You're viewing version 3.3 of the OpenSearch documentation. This version is no longer maintained. For the latest version, see the current documentation. For information about OpenSearch version maintenance, see Release Schedule and Maintenance Policy.
Sparse vector
Introduced 3.3
The sparse_vector field supports neural sparse approximate nearest neighbor (ANN) search, which improves search efficiency while preserving relevance. A sparse_vector is stored as a map, in which each key represents the token and each value is a positive float value indicating the token’s weight.
Parameters
The sparse_vector field type supports the following parameters.
| Parameter | Type | Required | Description | Default | Range | |||
|---|---|---|---|---|---|---|---|---|
name | String | Yes | The neural sparse ANN search algorithm.

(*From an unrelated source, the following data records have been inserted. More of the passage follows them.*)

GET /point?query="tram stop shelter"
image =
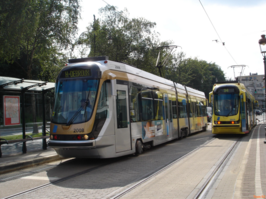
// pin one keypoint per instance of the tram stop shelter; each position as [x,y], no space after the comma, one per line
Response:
[25,111]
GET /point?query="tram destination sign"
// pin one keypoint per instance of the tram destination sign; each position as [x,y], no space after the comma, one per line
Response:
[76,73]
[226,90]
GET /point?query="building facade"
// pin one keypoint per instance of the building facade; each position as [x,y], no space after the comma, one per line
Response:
[255,84]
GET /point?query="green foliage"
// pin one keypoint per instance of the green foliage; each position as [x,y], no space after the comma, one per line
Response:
[132,41]
[32,33]
[194,73]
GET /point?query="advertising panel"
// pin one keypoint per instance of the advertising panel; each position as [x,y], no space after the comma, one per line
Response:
[11,110]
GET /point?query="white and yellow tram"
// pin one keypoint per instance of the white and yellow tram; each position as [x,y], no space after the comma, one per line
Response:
[108,109]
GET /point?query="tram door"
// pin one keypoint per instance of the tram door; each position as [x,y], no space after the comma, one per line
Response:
[122,127]
[167,116]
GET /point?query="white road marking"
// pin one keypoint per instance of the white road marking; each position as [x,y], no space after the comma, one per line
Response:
[40,178]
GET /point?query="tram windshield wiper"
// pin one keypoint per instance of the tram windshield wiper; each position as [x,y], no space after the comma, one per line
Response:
[229,112]
[74,117]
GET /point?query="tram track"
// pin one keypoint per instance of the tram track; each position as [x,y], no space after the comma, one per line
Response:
[217,171]
[57,181]
[98,166]
[211,179]
[155,173]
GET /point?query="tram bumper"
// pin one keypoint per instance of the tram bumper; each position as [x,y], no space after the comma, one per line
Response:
[72,144]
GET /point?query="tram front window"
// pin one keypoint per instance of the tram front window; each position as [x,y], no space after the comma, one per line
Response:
[74,100]
[226,104]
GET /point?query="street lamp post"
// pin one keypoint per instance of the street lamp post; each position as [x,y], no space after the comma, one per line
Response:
[262,43]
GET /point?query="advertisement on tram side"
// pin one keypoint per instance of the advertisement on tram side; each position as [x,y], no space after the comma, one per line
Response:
[152,129]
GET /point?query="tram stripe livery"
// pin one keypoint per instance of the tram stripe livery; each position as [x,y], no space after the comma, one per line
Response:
[107,109]
[233,108]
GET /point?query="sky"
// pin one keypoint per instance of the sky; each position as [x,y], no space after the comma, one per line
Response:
[238,23]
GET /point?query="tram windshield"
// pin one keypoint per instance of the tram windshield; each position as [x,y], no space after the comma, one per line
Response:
[74,100]
[226,104]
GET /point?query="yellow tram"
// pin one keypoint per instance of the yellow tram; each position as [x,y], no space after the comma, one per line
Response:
[233,108]
[108,109]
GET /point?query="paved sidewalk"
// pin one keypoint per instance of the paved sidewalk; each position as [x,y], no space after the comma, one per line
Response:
[15,162]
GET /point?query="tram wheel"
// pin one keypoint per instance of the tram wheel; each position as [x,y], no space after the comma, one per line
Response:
[139,147]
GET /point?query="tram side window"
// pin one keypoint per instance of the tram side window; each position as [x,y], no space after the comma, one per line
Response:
[158,105]
[191,109]
[147,105]
[171,110]
[182,110]
[134,104]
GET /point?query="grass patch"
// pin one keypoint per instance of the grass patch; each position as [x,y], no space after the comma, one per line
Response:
[18,137]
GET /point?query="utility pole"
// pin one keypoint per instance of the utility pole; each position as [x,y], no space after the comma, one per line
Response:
[94,34]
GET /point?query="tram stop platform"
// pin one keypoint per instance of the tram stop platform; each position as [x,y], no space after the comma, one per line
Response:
[21,161]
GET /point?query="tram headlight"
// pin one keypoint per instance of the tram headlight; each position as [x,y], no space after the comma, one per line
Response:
[85,137]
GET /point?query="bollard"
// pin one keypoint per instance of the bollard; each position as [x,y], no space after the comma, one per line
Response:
[265,134]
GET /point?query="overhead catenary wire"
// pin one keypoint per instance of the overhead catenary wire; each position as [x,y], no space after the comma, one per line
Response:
[217,32]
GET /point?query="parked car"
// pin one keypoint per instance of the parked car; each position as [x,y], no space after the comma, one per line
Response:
[209,117]
[258,112]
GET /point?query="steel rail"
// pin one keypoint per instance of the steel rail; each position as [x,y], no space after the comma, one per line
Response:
[216,173]
[57,181]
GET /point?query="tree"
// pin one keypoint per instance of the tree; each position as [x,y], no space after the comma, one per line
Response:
[132,41]
[32,33]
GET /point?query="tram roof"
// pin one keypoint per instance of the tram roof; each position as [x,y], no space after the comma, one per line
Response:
[17,84]
[106,64]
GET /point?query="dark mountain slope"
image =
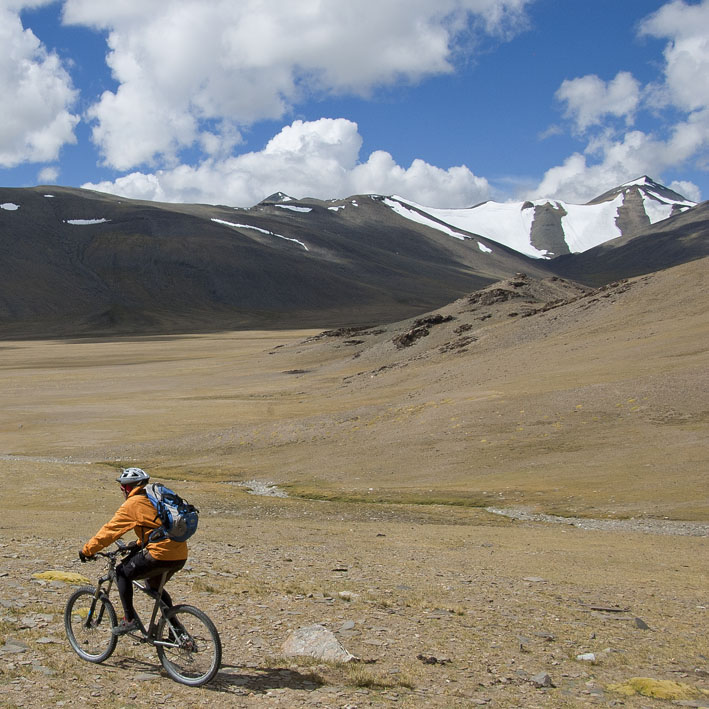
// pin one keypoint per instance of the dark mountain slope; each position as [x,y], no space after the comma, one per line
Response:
[79,262]
[671,242]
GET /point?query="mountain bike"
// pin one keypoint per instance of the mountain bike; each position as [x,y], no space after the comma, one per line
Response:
[186,640]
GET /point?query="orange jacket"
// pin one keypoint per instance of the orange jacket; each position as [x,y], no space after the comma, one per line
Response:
[136,513]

Valid value is seismic. | - | - | |||
n_postings | Integer | No | The maximum number of documents to retain in each posting list. | 0.0005 * doc_count¹ | (0, ∞) | |||
cluster_ratio | Float | No | The fraction of documents in each posting list used to determine the cluster count. | 0.1 | (0, 1) | |||
summary_prune_ratio | Float | No | The fraction of total token weight to retain when pruning cluster summary vectors. For example, if summary_prune_ratio is set to 0.5, tokens contributing to the top 50% of the total weight are kept. Thus, for a cluster summary {"100": 1, "200": 2, "300": 3, "400": 6}, the pruned summary is {"400": 6}. | 0.4 | (0, 1] | 0.4 | (0, 1] | |
approximate_threshold | Integer | No | The minimum number of documents in a segment required to activate neural sparse ANN search. | 1000000 | [0, ∞) | |||
quantization_ceiling_search | Float | No | The maximum token weight used for quantization during search. | 16 | (0, ∞) | |||
quantization_ceiling_ingest | Float | No | The maximum token weight used for quantization during ingestion. | 3 | (0, ∞) |
¹doc_count represents the number of documents within the segment.
For parameter configuration, see Neural sparse ANN search.

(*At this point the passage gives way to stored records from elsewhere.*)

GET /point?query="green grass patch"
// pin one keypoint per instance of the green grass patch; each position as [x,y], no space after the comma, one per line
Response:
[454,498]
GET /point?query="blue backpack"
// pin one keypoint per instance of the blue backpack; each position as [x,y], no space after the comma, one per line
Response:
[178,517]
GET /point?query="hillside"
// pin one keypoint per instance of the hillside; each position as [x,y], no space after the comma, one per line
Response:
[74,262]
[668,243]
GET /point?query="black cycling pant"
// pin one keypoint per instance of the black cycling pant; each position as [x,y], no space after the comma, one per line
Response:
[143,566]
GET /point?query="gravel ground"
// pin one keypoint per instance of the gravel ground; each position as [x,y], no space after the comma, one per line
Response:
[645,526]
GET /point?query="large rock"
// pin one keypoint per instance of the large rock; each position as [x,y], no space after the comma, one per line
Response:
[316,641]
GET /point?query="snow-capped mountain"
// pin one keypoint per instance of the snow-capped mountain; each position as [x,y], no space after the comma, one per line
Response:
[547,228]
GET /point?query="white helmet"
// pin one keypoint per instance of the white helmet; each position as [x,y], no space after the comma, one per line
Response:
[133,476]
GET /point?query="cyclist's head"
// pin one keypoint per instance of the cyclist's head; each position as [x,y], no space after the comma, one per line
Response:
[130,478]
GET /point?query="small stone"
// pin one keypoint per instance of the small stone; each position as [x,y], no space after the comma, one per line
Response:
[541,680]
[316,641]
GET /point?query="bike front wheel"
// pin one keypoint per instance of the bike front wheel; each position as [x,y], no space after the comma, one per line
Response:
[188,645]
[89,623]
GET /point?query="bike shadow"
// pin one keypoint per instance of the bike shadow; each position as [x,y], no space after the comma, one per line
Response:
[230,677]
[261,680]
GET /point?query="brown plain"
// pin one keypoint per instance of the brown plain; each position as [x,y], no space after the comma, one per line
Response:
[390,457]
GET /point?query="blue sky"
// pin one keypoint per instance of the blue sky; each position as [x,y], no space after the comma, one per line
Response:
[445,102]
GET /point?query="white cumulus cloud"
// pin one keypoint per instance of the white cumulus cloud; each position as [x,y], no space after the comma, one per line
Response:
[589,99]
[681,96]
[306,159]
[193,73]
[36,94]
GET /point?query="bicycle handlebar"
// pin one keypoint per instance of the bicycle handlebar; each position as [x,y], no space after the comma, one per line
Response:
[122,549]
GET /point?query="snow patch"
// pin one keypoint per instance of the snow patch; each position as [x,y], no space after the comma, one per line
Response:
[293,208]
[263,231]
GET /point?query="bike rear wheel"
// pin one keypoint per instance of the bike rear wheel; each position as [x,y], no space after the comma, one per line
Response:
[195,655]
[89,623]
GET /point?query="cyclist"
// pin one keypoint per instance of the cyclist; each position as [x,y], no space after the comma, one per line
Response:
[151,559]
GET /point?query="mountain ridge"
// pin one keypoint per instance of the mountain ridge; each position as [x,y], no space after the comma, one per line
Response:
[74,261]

To increase search efficiency and reduce memory consumption, the sparse_vector field automatically performs quantization of the token weight. You can adjust the quantization_ceiling_search and quantization_ceiling_ingest parameters according to different token weight distributions. For doc-only queries, we recommend setting quantization_ceiling_search to the default value (16). For bi-encoder queries, we recommend setting quantization_ceiling_search to 3. For more information about doc-only and bi-encoder query modes, see Generating sparse vector embeddings automatically.
Example
The following example demonstrates using a sparse_vector field type.
Step 1: Create an index
Create a sparse index by setting index.sparse to true and define a sparse_vector field in the index mapping:
PUT sparse-vector-index
{
"settings": {
"index": {
"sparse": true
},
"mappings": {
"properties": {
"sparse_embedding": {
"type": "sparse_vector",
"method": {
"name": "seismic",
"parameters": {
"n_postings": 300,
"cluster_ratio": 0.1,
"summary_prune_ratio": 0.4,
"approximate_threshold": 1000000
}
}
}
}
}
}
}
Step 2: Ingest data into the index
Ingest three documents containing sparse_vector fields into your index:
PUT sparse-vector-index/_doc/1
{
"sparse_embedding" : {
"1000": 0.1
}
}
PUT sparse-vector-index/_doc/2
{
"sparse_embedding" : {
"2000": 0.2
}
}
PUT sparse-vector-index/_doc/3
{
"sparse_embedding" : {
"3000": 0.3
}
}
Step 3: Search the index
You can query the sparse index by providing either raw vectors or natural language using a neural_sparse query.
Query using a raw vector
To query using a raw vector, provide the query_tokens parameter:
GET sparse-vector-index/_search
{
"query": {
"neural_sparse": {
"sparse_embedding": {
"query_tokens": {
"1055": 5.5
},
"method_parameters": {
"heap_factor": 1.0,
"top_n": 10,
"k": 10
}
}
}
}
}
Query using natural language
To query using natural language, provide the query_text and model_id parameters:
GET sparse-vector-index/_search
{
"query": {
"neural_sparse": {
"sparse_embedding": {
"query_text": "<input text>",
"model_id": "<model ID>",
"method_parameters": {
"k": 10,
"top_n": 10,
"heap_factor": 1.0
}
}
}
}
}